Gardner Lake State Park is located off Connecticut Route 354 and has accessible parking, chemical toilets and a paved boat launch area. This state park designated area is primarily to provide boating and recreational access to the lake, though there is also a small beach for visitors to use. As of 2014, the park does not have a parking fee.

- Minnie Island State Park

Minnie Island State Park is a pine grown-knoll that is located in the deepest portion of the lake. It is an unmarked and undeveloped island that also is Connecticut's smallest state park at 0.88 acres. The island acquired its name when a local man declared it to be Minnie Island, because he took his wife, Minnie, to it for picnics. Joseph Leary, author of A Shared Landscape, writes, "[a]s far back as anyone can remember, the island was a frequent landing place for boating parties and a great place for local children to explore." The island was claimed by both the towns of Salem, Connecticut, and Montville, Connecticut, though it was not in the land records of either town. This went unnoticed until a man attempted to purchase the island, and then made attempted to establish claim to the island. The man introduced a bill to authorize the sale by the state to establish title to the island, but instead the Connecticut General Assembly drafted and passed a bill to turn the island into a park.

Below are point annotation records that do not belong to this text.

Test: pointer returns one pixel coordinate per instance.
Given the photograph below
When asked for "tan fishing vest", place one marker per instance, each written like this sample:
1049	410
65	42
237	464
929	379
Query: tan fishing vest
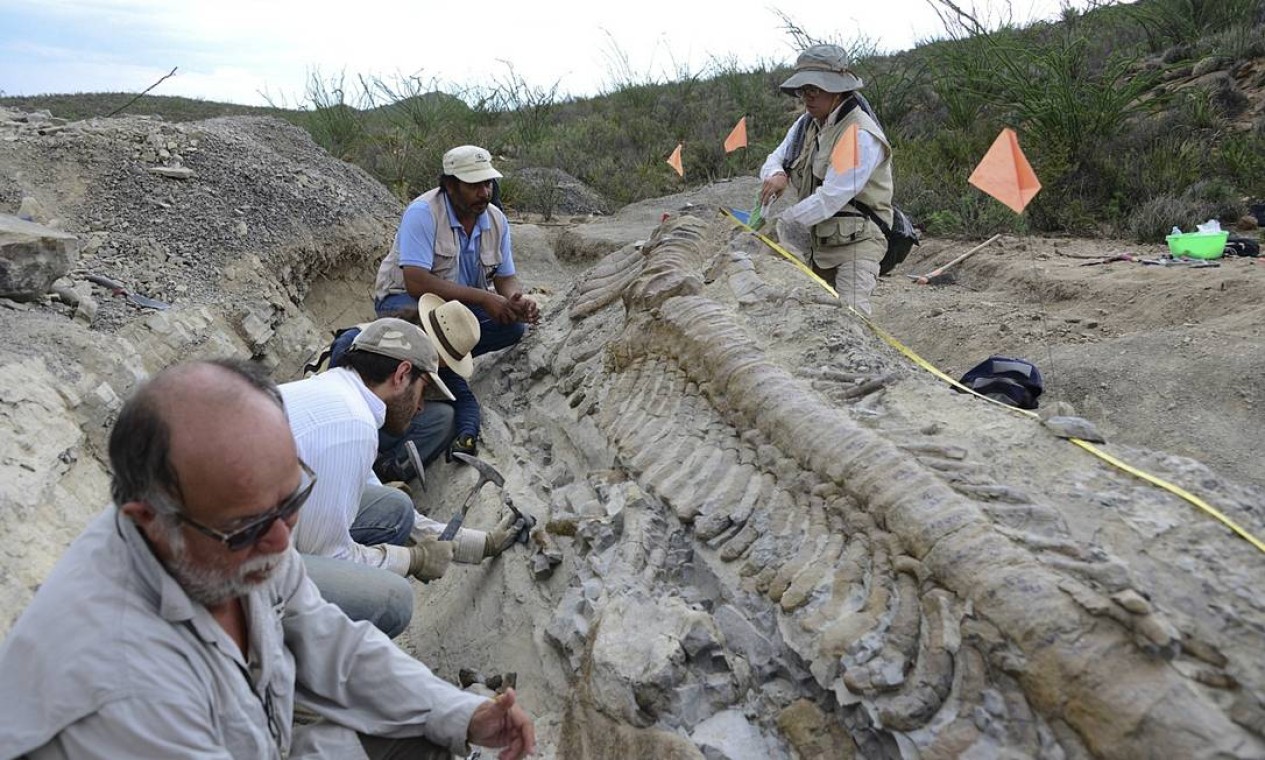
447	248
808	171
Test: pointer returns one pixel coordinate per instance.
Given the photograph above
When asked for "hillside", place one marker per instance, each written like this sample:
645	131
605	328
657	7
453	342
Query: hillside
767	534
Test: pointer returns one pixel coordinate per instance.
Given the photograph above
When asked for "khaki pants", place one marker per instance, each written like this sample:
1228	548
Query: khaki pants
321	740
851	269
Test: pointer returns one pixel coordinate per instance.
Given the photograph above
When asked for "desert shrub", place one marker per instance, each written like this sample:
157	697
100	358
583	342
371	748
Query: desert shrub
1177	22
1201	201
334	115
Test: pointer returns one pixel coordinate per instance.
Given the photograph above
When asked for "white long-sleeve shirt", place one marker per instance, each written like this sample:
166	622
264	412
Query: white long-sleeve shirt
334	419
146	672
836	189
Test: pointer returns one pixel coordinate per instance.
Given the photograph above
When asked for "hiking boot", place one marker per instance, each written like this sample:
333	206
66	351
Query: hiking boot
463	444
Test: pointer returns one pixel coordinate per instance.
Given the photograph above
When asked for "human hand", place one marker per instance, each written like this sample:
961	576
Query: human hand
772	189
525	307
500	722
501	309
500	538
430	558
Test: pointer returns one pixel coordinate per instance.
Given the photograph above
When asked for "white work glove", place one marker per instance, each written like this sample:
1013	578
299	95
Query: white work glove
502	536
430	558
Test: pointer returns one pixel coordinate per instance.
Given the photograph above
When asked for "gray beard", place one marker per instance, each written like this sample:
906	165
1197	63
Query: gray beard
209	586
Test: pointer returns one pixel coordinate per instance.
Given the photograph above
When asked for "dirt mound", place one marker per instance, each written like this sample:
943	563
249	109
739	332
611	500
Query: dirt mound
1159	355
170	209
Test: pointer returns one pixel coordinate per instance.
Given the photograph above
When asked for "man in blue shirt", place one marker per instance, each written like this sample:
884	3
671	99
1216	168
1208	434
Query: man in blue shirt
456	244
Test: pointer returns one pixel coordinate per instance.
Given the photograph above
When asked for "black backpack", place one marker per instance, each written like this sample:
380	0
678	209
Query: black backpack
901	235
1015	382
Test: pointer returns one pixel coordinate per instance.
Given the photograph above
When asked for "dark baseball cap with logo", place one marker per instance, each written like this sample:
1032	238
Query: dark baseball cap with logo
402	340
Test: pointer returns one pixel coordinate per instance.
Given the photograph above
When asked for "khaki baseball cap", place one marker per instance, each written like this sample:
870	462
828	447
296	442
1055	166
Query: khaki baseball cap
822	66
402	340
469	163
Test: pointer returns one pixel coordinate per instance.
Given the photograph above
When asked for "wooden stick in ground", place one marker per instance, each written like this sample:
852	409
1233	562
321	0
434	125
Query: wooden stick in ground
142	94
937	271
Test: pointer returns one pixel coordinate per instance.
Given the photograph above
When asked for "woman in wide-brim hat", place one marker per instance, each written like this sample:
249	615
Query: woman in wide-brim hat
845	243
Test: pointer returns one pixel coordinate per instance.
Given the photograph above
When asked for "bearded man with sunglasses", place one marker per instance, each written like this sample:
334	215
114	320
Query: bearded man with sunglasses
356	533
182	622
846	245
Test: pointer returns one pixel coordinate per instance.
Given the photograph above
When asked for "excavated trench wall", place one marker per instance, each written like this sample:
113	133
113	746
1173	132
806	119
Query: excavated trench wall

Minnie Island State Park offers opportunities for picnicking and fishing to visitors who visit it. Though the Connecticut Department of Energy and Environmental Protection lists boating as an activity, this recommendation is redundant given that the island is only accessible by boat. The Oh, Ranger! website advises visitors to the tiny island to use a kayak to access it because the it is heavily wooded and difficult to find a spot to dock.

- Hopemead State Park

Hopemead State Park is currently undeveloped 70 acre park on the eastern shore of the lake. The land was originally Solomon Gardner's farm until it was purchased as a summer getaway by the Fuller family. The property was named Camp Charmarlou, an acronym from Fuller's three daughters, and contained a house and an artist's studio. Camp Charmarlou was used a boys camp for a number of years with permission by the Fuller family. It was later renamed Hopemead, literally "Hope Meadow", by the Fuller daughters who believed it to be a sanctuary with spiritual overtones. In 1954, the land was donated to the State of Connecticut to become a state park. The state found the land is unsuitable for development and demolished the dilapidated buildings, with the intention of letting Hopemead return to a natural state. Joseph Leary notes that the wildlife has thrived in the area, but notes that the cacophony of noises and calls is simply "divine". The park offers opportunities for hiking and fishing.

== Activities ==
The Connecticut Department of Environmental Protection, now the Connecticut Department of Energy and Environmental Protection has been stocking the lake with walleye since 1993. The walleye populations have been reported to be growing and they join the lake's "excellent populations of bull head and catfish". Smallmouth bass, largemouth bass, yellow perch are also found, but have been reported as "fair" reports and also good reports for trout. Local fishing tournaments also occur at Gardner Lake. As a result of the improvements to the boat launch area, boating and kayaking have increased greatly and police had to up the patrols at the lake. The area is patrolled by the Montville police and it costs the majority of annual budget, but the service was seen as beneficial to ensure the safety of boaters and enforcing the rules.